In the final post on the REPAP protocol, which will likely appear a few weeks hence, we will discuss some of the interesting commentary that emerged with the publication of the paper. To date there have been two main reviews or op-eds on the paper, one published in Respiratory Care alongside our paper and the other published in the Sleep Review trade magazine. We’ll discuss both pieces and the interesting points unique to each one.


  1. Krakow B, Ulibarri V, Melendrez D, Kikta S, Togami L, Haynes P. A daytime, abbreviated cardio-respiratory sleep study (CPT 95807-52) to acclimate insomnia patients with sleep disordered breathing to positive airway pressure (PAP-N AP).

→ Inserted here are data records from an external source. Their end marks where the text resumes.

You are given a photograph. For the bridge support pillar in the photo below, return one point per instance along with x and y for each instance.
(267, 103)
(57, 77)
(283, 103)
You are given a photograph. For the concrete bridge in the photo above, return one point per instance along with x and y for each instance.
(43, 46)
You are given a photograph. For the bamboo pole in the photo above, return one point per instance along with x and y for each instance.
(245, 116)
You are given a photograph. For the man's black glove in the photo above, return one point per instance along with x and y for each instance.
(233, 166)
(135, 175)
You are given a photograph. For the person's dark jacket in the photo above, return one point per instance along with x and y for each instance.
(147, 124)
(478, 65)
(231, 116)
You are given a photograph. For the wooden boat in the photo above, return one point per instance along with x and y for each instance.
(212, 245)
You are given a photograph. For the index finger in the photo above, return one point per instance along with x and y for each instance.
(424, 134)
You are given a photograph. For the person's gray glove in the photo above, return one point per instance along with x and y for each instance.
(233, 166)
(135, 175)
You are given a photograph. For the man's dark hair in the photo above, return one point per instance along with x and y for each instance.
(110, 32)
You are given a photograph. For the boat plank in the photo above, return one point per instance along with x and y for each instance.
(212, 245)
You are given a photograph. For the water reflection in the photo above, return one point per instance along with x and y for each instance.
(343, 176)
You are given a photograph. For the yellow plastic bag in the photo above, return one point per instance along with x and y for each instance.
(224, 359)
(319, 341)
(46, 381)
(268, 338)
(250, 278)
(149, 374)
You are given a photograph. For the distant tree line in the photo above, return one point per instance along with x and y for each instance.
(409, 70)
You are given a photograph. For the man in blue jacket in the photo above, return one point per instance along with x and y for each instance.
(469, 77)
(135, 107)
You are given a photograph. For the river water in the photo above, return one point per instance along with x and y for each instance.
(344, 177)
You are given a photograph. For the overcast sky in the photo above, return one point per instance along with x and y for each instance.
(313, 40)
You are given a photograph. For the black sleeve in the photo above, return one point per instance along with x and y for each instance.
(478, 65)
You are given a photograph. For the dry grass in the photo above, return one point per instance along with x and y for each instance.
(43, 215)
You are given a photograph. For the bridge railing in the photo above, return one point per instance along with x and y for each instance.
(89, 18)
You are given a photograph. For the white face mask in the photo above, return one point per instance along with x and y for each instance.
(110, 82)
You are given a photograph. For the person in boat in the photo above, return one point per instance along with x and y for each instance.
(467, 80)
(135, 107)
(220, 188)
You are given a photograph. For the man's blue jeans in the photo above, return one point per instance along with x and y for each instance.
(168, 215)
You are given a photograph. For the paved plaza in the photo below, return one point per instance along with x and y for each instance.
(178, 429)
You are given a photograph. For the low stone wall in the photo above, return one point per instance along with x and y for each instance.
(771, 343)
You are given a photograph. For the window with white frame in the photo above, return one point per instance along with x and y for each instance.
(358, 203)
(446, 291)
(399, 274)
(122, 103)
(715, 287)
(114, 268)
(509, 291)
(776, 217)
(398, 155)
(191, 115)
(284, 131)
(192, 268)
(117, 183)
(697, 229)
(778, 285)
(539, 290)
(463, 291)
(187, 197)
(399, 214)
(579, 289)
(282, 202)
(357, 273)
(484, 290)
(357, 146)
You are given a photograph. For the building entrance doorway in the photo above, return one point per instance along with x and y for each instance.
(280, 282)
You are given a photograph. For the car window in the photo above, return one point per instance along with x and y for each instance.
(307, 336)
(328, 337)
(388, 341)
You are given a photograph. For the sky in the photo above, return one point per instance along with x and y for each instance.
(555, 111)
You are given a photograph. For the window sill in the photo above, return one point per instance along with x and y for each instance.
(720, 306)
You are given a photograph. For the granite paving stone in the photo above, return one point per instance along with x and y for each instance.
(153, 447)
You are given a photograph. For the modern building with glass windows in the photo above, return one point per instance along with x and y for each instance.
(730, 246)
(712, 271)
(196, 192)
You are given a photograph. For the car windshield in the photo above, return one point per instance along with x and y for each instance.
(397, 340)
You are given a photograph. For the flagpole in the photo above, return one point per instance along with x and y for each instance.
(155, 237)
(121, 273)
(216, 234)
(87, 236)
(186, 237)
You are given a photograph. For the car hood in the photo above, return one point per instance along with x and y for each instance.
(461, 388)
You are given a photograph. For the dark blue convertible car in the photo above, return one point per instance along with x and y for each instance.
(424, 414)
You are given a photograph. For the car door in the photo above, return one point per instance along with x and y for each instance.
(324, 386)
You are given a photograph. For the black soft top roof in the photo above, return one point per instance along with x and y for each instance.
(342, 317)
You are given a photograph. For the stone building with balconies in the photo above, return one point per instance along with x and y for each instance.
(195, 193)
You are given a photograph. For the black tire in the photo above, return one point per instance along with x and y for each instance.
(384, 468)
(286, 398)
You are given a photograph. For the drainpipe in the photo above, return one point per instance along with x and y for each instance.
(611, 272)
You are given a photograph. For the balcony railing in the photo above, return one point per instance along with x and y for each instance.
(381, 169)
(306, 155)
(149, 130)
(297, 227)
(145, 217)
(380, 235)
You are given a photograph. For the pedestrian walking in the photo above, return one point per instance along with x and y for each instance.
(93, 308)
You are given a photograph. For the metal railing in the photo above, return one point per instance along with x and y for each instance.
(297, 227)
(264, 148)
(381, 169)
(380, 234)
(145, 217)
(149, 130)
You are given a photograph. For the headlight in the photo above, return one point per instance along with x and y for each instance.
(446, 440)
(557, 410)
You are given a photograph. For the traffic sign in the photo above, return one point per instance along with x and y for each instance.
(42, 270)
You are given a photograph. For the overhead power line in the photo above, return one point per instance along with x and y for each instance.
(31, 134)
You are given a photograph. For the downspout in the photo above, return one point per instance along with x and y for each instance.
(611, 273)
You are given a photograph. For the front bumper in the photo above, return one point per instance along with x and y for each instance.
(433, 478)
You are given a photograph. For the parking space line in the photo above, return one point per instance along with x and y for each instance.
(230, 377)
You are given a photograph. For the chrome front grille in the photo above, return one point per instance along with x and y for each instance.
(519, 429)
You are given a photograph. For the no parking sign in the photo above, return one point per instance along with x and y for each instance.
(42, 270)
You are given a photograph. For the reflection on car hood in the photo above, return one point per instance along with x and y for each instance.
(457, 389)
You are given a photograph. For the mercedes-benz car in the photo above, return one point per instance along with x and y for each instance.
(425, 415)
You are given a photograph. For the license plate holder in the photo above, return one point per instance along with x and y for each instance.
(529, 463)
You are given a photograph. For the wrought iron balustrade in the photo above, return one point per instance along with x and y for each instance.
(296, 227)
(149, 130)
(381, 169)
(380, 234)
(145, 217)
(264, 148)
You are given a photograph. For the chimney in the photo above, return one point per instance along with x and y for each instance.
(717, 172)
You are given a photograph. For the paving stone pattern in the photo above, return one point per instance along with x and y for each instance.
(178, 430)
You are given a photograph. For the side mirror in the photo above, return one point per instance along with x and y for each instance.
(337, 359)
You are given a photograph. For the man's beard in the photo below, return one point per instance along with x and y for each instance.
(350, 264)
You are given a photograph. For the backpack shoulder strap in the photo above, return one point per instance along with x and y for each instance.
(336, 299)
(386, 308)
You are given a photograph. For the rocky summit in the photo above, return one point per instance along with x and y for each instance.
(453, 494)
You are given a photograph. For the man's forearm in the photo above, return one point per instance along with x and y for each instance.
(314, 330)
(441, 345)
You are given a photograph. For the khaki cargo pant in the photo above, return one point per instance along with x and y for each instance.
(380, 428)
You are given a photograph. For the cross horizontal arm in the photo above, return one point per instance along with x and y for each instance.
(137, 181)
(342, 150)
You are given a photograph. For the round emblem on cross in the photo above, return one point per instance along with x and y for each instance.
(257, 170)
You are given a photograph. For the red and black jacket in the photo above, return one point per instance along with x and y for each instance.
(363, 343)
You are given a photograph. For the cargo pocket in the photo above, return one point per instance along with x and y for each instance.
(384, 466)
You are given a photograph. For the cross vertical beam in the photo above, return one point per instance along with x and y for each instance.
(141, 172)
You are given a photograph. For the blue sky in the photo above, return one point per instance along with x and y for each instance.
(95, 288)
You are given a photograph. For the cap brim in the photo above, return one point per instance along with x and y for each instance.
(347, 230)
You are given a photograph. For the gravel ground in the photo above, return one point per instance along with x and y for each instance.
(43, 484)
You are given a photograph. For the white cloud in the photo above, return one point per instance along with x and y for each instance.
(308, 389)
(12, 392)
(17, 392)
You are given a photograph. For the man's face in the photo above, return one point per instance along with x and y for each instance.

J Clin Sleep Med. 2008 Jun 15;4(3):212-22.
  2. Krakow B, Ulibarri VA, Romero E. 2012 Adaptive servo-ventilation therapy in a case series of patients with co-morbid insomnia and sleep apnea. Journal of Sleep Disorders: Treatment and Care
  3. Krakow B, Ulibarri VA, Sanchez JN, Kikta S, McIver N, Melendrez D. Driving on “auto”: hands-on is more effective than hands-free. J Clin Sleep Med. 2012 Jun 15;8(3):343-4. doi: 10.5664/jcsm.1934.
  4. Kushida CA, Chediak A, Berry RB, Brown LK, Gozal D, Iber C, et al. Clinical guidelines for the manual titration of positive airway pressure in patients with obstructive sleep apnea. J Clin Sleep Med 2008;4(2):157-171.
  5. Gay P, Weaver T, Loube D, Iber C. Evaluation of positive airway pressure treatment for sleep related breathing disorders in adults. Sleep 2006;29(3):381-401.